A body scale has been my worst enemy at times in my life. They say that the ‘numbers’ don’t matter but in my world, the numbers were everything. From childhood, I was always considered obese to morbidly obese according to those little height-weight medical charts. To this day I still don’t agree with that chart. One of my favorite reads was “10 Reasons Why the BMI is Bogus!”. Who knows how true it is, but it made so much sense to me.
Anyway, I’ve had an awful history with the scales. In the past, it has literally dictated whether I had a ‘good’ day or a ‘bad’ day, all based on whether I was up a few or down a few pounds…. overnight. Craziness!. I remember waking up on some days feeling all happy and ready for my day, I’d jump on the scales and if the number wasn’t right, it was like a switch flipped in my brain and I was instantly self-hating and miserable the rest of the day. Don’t judge, I know I’m not the only one who has done this.
It took years to understand the ‘psychology’ behind the emotions that were tied to the scales. I had no understanding of being healthy in those days, I just wanted to be ‘thin’. It seemed good things happened if you were thin… and could wear cute clothes. What was I thinking…skinny isn’t even in my DNA so it was like I was fighting an invisible beast… and losing.

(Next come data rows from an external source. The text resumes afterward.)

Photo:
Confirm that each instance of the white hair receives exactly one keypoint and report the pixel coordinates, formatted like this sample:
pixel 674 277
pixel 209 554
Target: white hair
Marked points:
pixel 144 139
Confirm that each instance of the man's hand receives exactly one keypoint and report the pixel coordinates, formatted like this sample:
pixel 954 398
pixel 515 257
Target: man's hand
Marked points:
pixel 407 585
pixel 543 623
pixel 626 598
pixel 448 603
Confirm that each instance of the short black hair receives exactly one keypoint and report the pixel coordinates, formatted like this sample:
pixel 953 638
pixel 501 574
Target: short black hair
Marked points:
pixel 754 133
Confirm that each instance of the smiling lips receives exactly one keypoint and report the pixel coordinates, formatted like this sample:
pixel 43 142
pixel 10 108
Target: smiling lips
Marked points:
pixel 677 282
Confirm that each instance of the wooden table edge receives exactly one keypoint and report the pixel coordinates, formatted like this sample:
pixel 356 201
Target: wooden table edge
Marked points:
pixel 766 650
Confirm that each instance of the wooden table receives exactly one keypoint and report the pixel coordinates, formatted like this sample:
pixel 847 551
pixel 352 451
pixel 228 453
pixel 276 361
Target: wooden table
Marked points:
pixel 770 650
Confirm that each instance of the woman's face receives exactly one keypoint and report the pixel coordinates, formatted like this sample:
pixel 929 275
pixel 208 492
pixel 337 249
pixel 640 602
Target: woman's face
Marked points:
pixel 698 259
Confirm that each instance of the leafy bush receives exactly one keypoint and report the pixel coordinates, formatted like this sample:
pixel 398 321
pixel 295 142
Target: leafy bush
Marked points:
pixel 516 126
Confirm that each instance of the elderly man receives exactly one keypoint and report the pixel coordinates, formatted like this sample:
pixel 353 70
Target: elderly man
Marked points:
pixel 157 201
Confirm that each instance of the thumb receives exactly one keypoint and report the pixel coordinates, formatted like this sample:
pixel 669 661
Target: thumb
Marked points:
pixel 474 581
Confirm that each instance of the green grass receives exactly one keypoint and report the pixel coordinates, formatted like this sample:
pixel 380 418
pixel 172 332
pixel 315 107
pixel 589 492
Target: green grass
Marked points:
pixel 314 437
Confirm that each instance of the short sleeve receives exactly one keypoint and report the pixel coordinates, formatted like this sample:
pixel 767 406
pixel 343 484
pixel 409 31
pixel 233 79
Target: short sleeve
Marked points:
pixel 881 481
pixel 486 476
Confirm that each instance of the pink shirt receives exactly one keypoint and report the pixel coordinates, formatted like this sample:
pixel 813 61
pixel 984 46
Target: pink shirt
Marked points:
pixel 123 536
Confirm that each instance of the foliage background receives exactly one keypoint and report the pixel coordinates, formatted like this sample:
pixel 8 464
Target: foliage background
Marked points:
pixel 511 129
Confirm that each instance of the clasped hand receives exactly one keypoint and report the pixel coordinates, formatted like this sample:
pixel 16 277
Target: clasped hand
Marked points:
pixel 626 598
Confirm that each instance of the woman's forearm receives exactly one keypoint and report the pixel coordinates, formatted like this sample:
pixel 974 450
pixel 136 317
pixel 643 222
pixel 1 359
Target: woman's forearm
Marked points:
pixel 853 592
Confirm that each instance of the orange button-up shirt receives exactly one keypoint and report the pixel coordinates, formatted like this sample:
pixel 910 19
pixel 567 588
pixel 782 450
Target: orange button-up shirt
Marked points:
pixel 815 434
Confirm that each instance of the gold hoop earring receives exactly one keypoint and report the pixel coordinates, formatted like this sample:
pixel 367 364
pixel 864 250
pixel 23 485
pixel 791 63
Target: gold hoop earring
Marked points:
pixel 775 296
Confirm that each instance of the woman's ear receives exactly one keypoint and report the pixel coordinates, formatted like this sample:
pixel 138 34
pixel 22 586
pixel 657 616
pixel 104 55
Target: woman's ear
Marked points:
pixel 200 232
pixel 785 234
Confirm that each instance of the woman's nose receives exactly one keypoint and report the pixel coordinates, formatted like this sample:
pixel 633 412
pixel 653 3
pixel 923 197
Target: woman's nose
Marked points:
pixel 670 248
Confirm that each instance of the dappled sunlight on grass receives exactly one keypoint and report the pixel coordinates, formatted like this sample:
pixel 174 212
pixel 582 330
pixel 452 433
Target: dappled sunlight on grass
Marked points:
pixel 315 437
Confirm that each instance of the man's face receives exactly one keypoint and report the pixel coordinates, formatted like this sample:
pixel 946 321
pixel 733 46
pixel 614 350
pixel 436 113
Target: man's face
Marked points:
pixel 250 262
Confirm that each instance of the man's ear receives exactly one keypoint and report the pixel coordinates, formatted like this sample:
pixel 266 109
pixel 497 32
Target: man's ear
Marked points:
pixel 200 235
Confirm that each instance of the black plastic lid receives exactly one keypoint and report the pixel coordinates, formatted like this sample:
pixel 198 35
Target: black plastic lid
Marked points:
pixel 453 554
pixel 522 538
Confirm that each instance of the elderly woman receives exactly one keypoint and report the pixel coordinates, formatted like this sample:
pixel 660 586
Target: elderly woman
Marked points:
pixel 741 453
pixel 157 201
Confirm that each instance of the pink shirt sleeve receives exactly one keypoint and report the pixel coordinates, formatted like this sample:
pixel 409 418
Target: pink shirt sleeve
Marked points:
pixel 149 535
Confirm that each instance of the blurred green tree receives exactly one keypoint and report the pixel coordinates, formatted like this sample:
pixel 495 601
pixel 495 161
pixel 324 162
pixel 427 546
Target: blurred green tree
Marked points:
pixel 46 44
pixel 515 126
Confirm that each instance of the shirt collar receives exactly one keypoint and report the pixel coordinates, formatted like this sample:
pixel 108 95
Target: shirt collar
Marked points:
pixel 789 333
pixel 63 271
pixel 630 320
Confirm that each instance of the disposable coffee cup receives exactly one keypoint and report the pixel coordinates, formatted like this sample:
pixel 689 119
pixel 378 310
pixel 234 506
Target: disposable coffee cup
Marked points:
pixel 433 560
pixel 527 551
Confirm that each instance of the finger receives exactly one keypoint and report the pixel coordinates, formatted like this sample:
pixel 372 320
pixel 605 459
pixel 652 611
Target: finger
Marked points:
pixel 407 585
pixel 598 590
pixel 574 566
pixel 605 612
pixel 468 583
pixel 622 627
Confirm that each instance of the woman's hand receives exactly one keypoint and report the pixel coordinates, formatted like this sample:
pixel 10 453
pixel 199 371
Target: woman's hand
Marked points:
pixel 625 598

As I approached 50 years old, I decided that being healthy was the most important thing to me. Like I said in previous posts, I didn’t want to get any of the medical maladies that most times come from bad eating habits and lifestyle (and if I did get any it wouldn’t be because of my own bad choices). I think I had decided by 50 that being overweight, fat, fluffy, whatever you want to call it, was just how it was going to be for me…. but…. I could choose to eat healthy, move more and at least make the effort. So, on July 6, 2016, I did just that, and soon I started to drop pounds.
I still weigh daily, and doing so has taught me a LOT! At first, I saw the numbers going down pretty steadily every day. It was invigorating to me! I have a digital scales that weighs to the 10th pound so even 2/10 of a pound felt major. Using MyFitnessPal app, I could see the little graph moving down daily. Happy, happy, happy. Weighing daily made a nice little chart.
But then after a month or so, I noticed the some ‘up’ days happening. Initially had an old reaction like… “WHATTT?!? … this can’t be!“…. I had to tell myself, “Girl, just ‘keep doing what you are doing? Your goal is to be healthy, not skinny.” That was hard for me. I had to train myself (talk to myself) to not have a ‘reaction’ to a silly number, but I faced those up days with the attitude to just keep eating smart!
Sure enough, the numbers would drop a bit again, then maybe a day when it was up a bit, then down some more…. I was interested in the graph, it showed me that weight loss is not a smooth slide downward, it had ups and downs, some spikes, and some drops…but over the long haul there was weight loss. Just having a visual of the graph helped me to understand how the body loses weight, and that there are multiple factors that affect whether you are up or down…. hormones, exercise, sodium intake, humid weather… all kinds of things, not just food intake. I read that a body can gain as much as 10 lbs overnight given the certain reasons. Wow! I am slowly releasing the scales-madness. The scales is just a tool I use.
I’m at a good place now after all these years. I still wish I weighed a less but I don’t stress about it anymore. If I maintain my good eating habits I figure my body will stop losing when it gets to where it’s supposed to be. It’s not driving me and my emotions like it used to. I actually stress more about whether I’ve eaten enough good green veggies in a day.
I wonder sometimes if I am starting to think like a ‘normal weight healthy’ person who just eats good food so they are not hungry, to enjoy the taste, and stops eating when full.